Species of amphibian

Pristimantis acerus is a species of frog in the family Strabomantidae. It is endemic to Ecuador and is known from its type locality between Papallacta and Cuyujúathe in the Napo Province, and from the Llanganates National Park in Pastaza Province. This species is rated as Endangered by the IUCN. The common name Papallacta robber frog has been coined for it.

==Etymology==
The specific name acerus is Greek and refers to the absence of tubercles on the eyelid, heel, and tarsus.

==Description==
Three males in the type series measure 25–34 mm, and the only female measures 45 mm in snout–vent length.
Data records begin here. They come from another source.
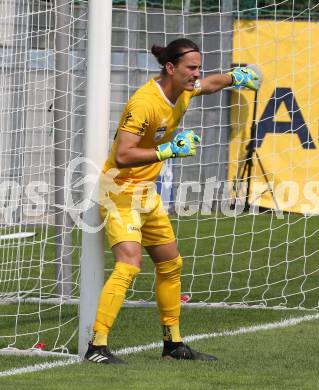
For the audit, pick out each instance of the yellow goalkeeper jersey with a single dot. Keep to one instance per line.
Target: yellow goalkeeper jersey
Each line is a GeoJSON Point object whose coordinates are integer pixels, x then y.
{"type": "Point", "coordinates": [154, 118]}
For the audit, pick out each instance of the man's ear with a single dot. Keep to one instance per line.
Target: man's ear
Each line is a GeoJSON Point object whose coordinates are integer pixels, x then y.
{"type": "Point", "coordinates": [170, 67]}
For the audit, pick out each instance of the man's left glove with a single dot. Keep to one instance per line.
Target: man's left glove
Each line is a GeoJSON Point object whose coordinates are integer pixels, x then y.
{"type": "Point", "coordinates": [245, 77]}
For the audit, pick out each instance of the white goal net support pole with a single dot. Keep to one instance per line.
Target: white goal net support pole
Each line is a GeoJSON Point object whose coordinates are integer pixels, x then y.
{"type": "Point", "coordinates": [96, 149]}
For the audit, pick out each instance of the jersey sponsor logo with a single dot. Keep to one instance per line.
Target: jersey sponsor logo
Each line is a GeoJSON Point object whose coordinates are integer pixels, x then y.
{"type": "Point", "coordinates": [132, 229]}
{"type": "Point", "coordinates": [127, 118]}
{"type": "Point", "coordinates": [145, 124]}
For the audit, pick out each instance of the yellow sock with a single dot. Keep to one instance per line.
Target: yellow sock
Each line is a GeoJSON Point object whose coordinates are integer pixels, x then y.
{"type": "Point", "coordinates": [111, 299]}
{"type": "Point", "coordinates": [168, 297]}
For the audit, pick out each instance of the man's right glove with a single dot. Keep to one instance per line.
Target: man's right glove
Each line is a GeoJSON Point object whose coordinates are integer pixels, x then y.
{"type": "Point", "coordinates": [183, 145]}
{"type": "Point", "coordinates": [245, 77]}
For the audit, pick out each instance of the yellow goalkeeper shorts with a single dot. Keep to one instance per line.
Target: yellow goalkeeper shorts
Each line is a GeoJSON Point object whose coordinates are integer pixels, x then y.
{"type": "Point", "coordinates": [147, 224]}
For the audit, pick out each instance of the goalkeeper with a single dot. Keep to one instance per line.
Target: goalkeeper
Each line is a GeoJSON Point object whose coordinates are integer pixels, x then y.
{"type": "Point", "coordinates": [144, 140]}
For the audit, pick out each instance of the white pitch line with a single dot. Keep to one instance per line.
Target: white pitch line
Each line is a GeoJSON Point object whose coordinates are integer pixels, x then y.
{"type": "Point", "coordinates": [243, 330]}
{"type": "Point", "coordinates": [140, 348]}
{"type": "Point", "coordinates": [39, 367]}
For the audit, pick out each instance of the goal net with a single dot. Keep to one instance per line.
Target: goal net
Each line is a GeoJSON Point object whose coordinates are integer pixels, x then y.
{"type": "Point", "coordinates": [244, 209]}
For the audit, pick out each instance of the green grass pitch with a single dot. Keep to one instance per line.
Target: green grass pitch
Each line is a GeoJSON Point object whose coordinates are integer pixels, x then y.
{"type": "Point", "coordinates": [260, 260]}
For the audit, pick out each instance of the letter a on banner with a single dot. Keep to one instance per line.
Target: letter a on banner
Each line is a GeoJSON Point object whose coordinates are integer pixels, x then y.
{"type": "Point", "coordinates": [297, 125]}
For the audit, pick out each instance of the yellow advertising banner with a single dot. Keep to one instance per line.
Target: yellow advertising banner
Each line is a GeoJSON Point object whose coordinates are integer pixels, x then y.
{"type": "Point", "coordinates": [283, 146]}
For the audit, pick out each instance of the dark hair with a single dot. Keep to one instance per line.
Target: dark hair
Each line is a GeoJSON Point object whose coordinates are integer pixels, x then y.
{"type": "Point", "coordinates": [173, 51]}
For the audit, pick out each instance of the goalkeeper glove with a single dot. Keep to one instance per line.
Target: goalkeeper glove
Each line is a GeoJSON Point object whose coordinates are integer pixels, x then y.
{"type": "Point", "coordinates": [183, 145]}
{"type": "Point", "coordinates": [245, 77]}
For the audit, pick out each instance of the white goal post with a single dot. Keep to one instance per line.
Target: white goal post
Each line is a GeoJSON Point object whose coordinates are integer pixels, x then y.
{"type": "Point", "coordinates": [245, 209]}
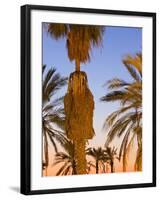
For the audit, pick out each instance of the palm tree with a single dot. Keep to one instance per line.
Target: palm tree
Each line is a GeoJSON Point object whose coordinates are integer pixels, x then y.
{"type": "Point", "coordinates": [66, 159]}
{"type": "Point", "coordinates": [99, 157]}
{"type": "Point", "coordinates": [80, 39]}
{"type": "Point", "coordinates": [126, 122]}
{"type": "Point", "coordinates": [111, 153]}
{"type": "Point", "coordinates": [52, 111]}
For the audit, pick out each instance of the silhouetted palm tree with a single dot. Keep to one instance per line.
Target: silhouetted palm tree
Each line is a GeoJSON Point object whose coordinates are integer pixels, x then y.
{"type": "Point", "coordinates": [99, 157]}
{"type": "Point", "coordinates": [52, 110]}
{"type": "Point", "coordinates": [66, 159]}
{"type": "Point", "coordinates": [126, 121]}
{"type": "Point", "coordinates": [111, 155]}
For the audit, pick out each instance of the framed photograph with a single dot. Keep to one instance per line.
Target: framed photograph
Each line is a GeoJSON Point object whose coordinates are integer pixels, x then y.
{"type": "Point", "coordinates": [88, 99]}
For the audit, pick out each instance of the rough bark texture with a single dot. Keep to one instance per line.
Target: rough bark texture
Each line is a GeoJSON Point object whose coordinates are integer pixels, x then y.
{"type": "Point", "coordinates": [79, 106]}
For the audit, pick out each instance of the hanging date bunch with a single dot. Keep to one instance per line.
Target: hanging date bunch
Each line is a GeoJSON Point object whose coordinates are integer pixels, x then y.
{"type": "Point", "coordinates": [79, 106]}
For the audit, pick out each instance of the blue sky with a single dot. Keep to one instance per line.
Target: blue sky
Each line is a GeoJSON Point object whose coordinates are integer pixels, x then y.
{"type": "Point", "coordinates": [106, 63]}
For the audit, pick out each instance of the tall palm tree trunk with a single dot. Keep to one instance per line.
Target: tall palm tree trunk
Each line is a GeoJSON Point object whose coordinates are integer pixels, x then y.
{"type": "Point", "coordinates": [79, 105]}
{"type": "Point", "coordinates": [112, 167]}
{"type": "Point", "coordinates": [97, 167]}
{"type": "Point", "coordinates": [46, 154]}
{"type": "Point", "coordinates": [77, 69]}
{"type": "Point", "coordinates": [74, 166]}
{"type": "Point", "coordinates": [80, 156]}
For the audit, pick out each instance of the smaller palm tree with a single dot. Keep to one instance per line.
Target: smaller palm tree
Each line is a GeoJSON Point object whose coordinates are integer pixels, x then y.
{"type": "Point", "coordinates": [99, 157]}
{"type": "Point", "coordinates": [111, 155]}
{"type": "Point", "coordinates": [66, 159]}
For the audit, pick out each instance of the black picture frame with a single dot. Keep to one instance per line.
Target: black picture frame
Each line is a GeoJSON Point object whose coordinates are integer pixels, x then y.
{"type": "Point", "coordinates": [26, 98]}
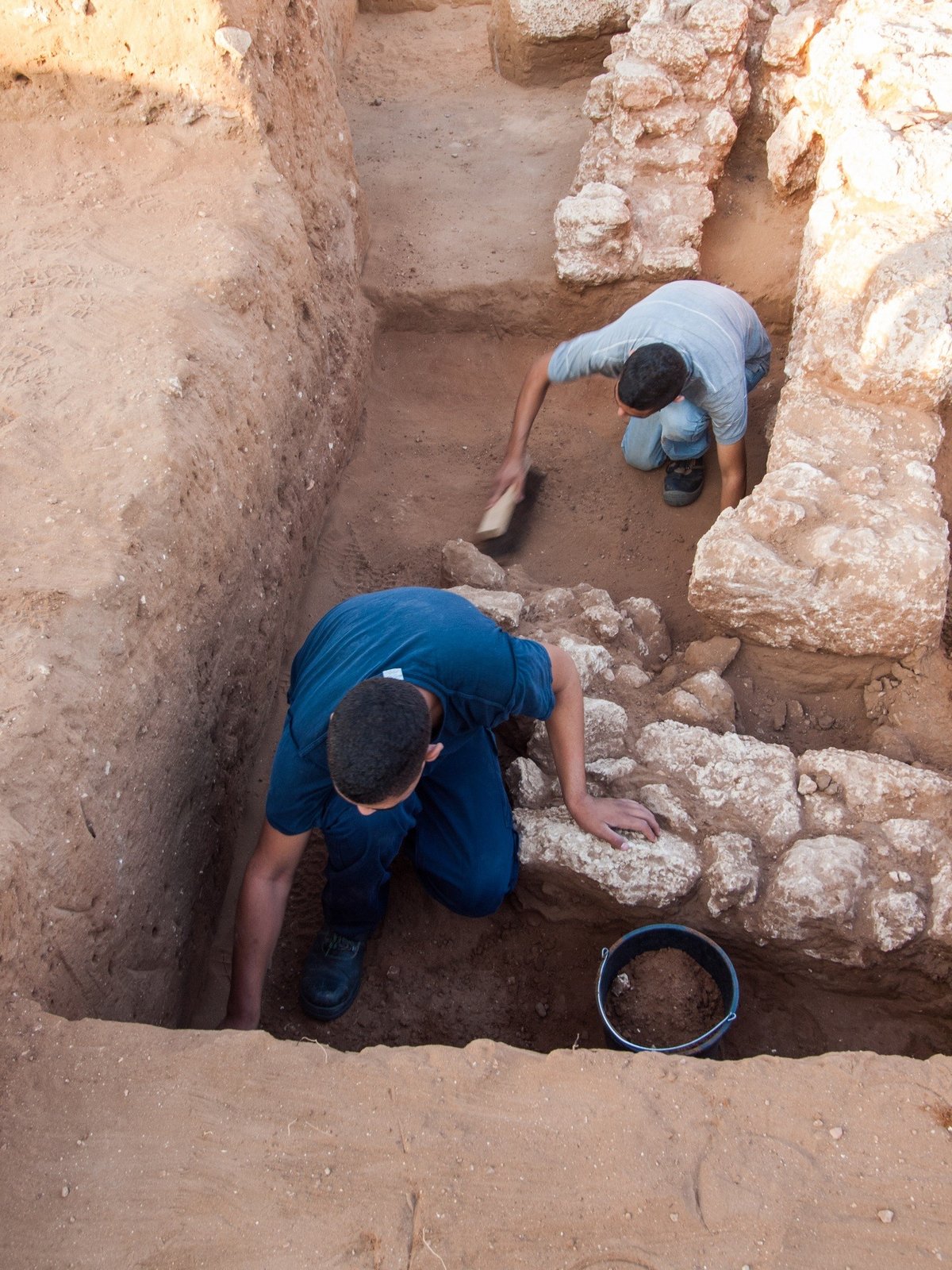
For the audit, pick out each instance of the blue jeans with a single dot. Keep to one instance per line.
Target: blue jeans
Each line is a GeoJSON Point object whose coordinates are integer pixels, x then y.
{"type": "Point", "coordinates": [679, 431]}
{"type": "Point", "coordinates": [461, 829]}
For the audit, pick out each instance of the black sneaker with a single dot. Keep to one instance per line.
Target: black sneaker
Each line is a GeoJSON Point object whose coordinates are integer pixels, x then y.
{"type": "Point", "coordinates": [332, 976]}
{"type": "Point", "coordinates": [683, 482]}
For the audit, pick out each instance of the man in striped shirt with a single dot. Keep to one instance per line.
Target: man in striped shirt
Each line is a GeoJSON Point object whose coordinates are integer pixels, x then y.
{"type": "Point", "coordinates": [683, 360]}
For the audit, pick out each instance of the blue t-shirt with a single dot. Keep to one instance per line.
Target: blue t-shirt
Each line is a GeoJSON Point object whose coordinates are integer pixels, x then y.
{"type": "Point", "coordinates": [435, 639]}
{"type": "Point", "coordinates": [716, 332]}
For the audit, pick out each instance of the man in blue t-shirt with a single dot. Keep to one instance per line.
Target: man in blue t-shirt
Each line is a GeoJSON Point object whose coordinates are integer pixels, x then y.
{"type": "Point", "coordinates": [389, 737]}
{"type": "Point", "coordinates": [685, 360]}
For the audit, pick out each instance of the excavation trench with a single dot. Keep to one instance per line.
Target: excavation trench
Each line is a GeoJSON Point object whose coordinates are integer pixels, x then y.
{"type": "Point", "coordinates": [460, 272]}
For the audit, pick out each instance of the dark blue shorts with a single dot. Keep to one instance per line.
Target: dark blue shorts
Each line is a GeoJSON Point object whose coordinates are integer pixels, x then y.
{"type": "Point", "coordinates": [461, 827]}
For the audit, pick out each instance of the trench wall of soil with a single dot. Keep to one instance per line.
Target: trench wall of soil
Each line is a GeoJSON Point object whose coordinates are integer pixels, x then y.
{"type": "Point", "coordinates": [179, 381]}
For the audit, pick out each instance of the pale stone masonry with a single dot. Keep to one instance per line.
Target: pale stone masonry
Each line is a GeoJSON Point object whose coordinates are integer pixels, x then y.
{"type": "Point", "coordinates": [843, 546]}
{"type": "Point", "coordinates": [664, 120]}
{"type": "Point", "coordinates": [844, 856]}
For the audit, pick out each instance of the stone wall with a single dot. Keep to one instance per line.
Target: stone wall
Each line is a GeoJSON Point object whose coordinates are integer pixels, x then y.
{"type": "Point", "coordinates": [833, 855]}
{"type": "Point", "coordinates": [552, 41]}
{"type": "Point", "coordinates": [181, 372]}
{"type": "Point", "coordinates": [664, 120]}
{"type": "Point", "coordinates": [843, 546]}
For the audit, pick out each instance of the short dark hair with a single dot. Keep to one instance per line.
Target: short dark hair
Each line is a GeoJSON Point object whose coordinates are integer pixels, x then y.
{"type": "Point", "coordinates": [651, 378]}
{"type": "Point", "coordinates": [378, 740]}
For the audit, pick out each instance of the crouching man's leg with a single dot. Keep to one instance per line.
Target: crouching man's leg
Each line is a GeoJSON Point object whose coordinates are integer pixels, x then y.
{"type": "Point", "coordinates": [466, 844]}
{"type": "Point", "coordinates": [361, 852]}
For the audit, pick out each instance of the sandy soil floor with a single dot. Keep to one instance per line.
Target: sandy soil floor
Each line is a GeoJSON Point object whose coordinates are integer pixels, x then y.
{"type": "Point", "coordinates": [187, 1149]}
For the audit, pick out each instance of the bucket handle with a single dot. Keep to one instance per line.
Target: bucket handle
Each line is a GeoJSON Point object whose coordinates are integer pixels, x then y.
{"type": "Point", "coordinates": [676, 1049]}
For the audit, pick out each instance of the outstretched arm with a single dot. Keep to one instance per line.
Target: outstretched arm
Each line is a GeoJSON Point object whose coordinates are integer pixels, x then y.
{"type": "Point", "coordinates": [527, 406]}
{"type": "Point", "coordinates": [733, 461]}
{"type": "Point", "coordinates": [260, 911]}
{"type": "Point", "coordinates": [566, 734]}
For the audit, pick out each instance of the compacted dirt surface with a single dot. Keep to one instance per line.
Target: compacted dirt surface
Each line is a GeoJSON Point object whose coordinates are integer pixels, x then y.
{"type": "Point", "coordinates": [533, 1145]}
{"type": "Point", "coordinates": [461, 171]}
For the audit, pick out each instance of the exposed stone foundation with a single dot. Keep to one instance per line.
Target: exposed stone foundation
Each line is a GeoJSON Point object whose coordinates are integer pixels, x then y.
{"type": "Point", "coordinates": [552, 41]}
{"type": "Point", "coordinates": [838, 855]}
{"type": "Point", "coordinates": [843, 546]}
{"type": "Point", "coordinates": [664, 120]}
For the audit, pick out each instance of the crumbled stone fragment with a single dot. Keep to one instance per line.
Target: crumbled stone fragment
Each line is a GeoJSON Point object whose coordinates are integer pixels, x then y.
{"type": "Point", "coordinates": [503, 606]}
{"type": "Point", "coordinates": [234, 41]}
{"type": "Point", "coordinates": [465, 565]}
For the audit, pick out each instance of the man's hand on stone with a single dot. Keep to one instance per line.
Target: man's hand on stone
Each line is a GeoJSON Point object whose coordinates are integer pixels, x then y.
{"type": "Point", "coordinates": [603, 817]}
{"type": "Point", "coordinates": [512, 473]}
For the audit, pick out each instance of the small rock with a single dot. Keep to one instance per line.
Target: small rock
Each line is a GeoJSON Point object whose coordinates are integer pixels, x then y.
{"type": "Point", "coordinates": [632, 677]}
{"type": "Point", "coordinates": [234, 41]}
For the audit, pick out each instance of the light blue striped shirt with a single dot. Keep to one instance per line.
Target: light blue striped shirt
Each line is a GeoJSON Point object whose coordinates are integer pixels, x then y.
{"type": "Point", "coordinates": [720, 337]}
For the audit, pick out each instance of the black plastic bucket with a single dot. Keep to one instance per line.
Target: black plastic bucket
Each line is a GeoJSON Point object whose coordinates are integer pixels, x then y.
{"type": "Point", "coordinates": [708, 954]}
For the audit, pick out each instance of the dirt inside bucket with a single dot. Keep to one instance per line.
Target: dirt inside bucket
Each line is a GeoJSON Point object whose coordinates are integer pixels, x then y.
{"type": "Point", "coordinates": [663, 999]}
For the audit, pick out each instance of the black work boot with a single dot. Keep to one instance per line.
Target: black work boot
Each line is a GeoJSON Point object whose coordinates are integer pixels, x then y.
{"type": "Point", "coordinates": [332, 976]}
{"type": "Point", "coordinates": [683, 482]}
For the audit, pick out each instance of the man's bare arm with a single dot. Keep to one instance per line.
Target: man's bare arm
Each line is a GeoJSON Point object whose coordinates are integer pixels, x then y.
{"type": "Point", "coordinates": [566, 734]}
{"type": "Point", "coordinates": [527, 406]}
{"type": "Point", "coordinates": [733, 461]}
{"type": "Point", "coordinates": [260, 911]}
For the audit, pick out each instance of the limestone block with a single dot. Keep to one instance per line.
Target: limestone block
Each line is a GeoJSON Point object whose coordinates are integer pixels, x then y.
{"type": "Point", "coordinates": [824, 813]}
{"type": "Point", "coordinates": [632, 677]}
{"type": "Point", "coordinates": [592, 660]}
{"type": "Point", "coordinates": [551, 41]}
{"type": "Point", "coordinates": [594, 235]}
{"type": "Point", "coordinates": [898, 918]}
{"type": "Point", "coordinates": [746, 784]}
{"type": "Point", "coordinates": [647, 622]}
{"type": "Point", "coordinates": [649, 873]}
{"type": "Point", "coordinates": [733, 873]}
{"type": "Point", "coordinates": [719, 25]}
{"type": "Point", "coordinates": [711, 654]}
{"type": "Point", "coordinates": [615, 776]}
{"type": "Point", "coordinates": [232, 41]}
{"type": "Point", "coordinates": [818, 884]}
{"type": "Point", "coordinates": [606, 727]}
{"type": "Point", "coordinates": [662, 802]}
{"type": "Point", "coordinates": [666, 106]}
{"type": "Point", "coordinates": [917, 838]}
{"type": "Point", "coordinates": [465, 565]}
{"type": "Point", "coordinates": [639, 86]}
{"type": "Point", "coordinates": [554, 603]}
{"type": "Point", "coordinates": [714, 695]}
{"type": "Point", "coordinates": [503, 606]}
{"type": "Point", "coordinates": [672, 48]}
{"type": "Point", "coordinates": [676, 118]}
{"type": "Point", "coordinates": [880, 789]}
{"type": "Point", "coordinates": [789, 37]}
{"type": "Point", "coordinates": [528, 785]}
{"type": "Point", "coordinates": [941, 924]}
{"type": "Point", "coordinates": [814, 560]}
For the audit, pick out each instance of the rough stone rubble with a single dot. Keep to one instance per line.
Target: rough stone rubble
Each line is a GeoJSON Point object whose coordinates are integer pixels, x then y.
{"type": "Point", "coordinates": [551, 41]}
{"type": "Point", "coordinates": [664, 118]}
{"type": "Point", "coordinates": [843, 545]}
{"type": "Point", "coordinates": [846, 856]}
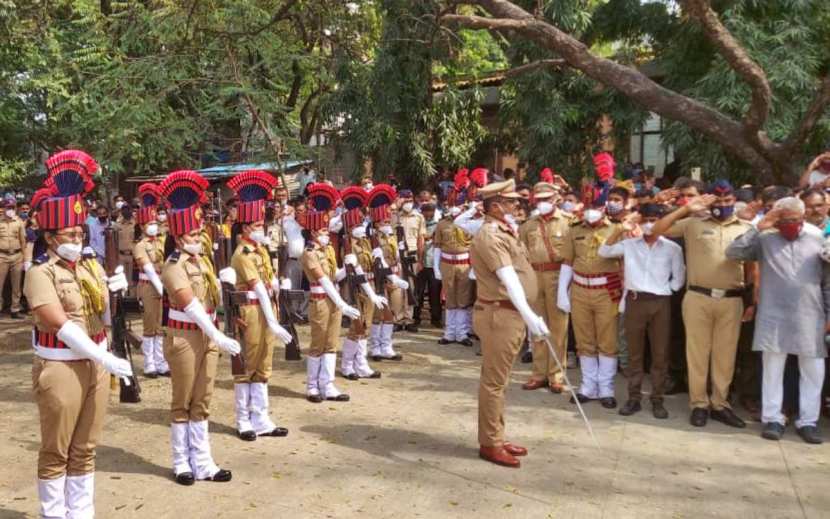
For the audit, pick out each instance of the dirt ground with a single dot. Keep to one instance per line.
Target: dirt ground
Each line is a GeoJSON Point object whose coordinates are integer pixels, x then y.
{"type": "Point", "coordinates": [405, 446]}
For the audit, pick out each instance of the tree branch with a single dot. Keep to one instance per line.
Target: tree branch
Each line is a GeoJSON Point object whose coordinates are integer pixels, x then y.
{"type": "Point", "coordinates": [738, 59]}
{"type": "Point", "coordinates": [814, 112]}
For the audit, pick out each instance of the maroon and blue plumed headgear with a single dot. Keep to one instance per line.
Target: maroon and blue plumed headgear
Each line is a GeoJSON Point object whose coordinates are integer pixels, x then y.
{"type": "Point", "coordinates": [150, 195]}
{"type": "Point", "coordinates": [184, 191]}
{"type": "Point", "coordinates": [354, 200]}
{"type": "Point", "coordinates": [322, 198]}
{"type": "Point", "coordinates": [379, 200]}
{"type": "Point", "coordinates": [253, 188]}
{"type": "Point", "coordinates": [61, 201]}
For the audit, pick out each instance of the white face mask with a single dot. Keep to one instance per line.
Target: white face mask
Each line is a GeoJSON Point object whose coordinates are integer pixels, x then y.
{"type": "Point", "coordinates": [70, 251]}
{"type": "Point", "coordinates": [545, 207]}
{"type": "Point", "coordinates": [194, 249]}
{"type": "Point", "coordinates": [593, 216]}
{"type": "Point", "coordinates": [258, 236]}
The snout is subacuminate in dorsal view and pointed or protruding in lateral profile. The canthus rostralis is relatively sharp. The tympanum is distinct. Both fingers and toes bear broad discs; the fingers have ill-defined lateral fringes, and the toes have indistinct lateral keels. The dorsum is black or dark grey; dorsal skin is smooth. The venter is dark grey to dark greyish brown. Males have creamy brown throats.

==Habitat==
Pristimantis acerus is known from the cloud forests of the Andes at elevations between 2660–2750 m asl. A specimen was found under a log at daytime, while the others were found at night on bushes 0–2 m above the ground. A likely threat to this species is deforestation caused by agriculture, logging, and human settlements.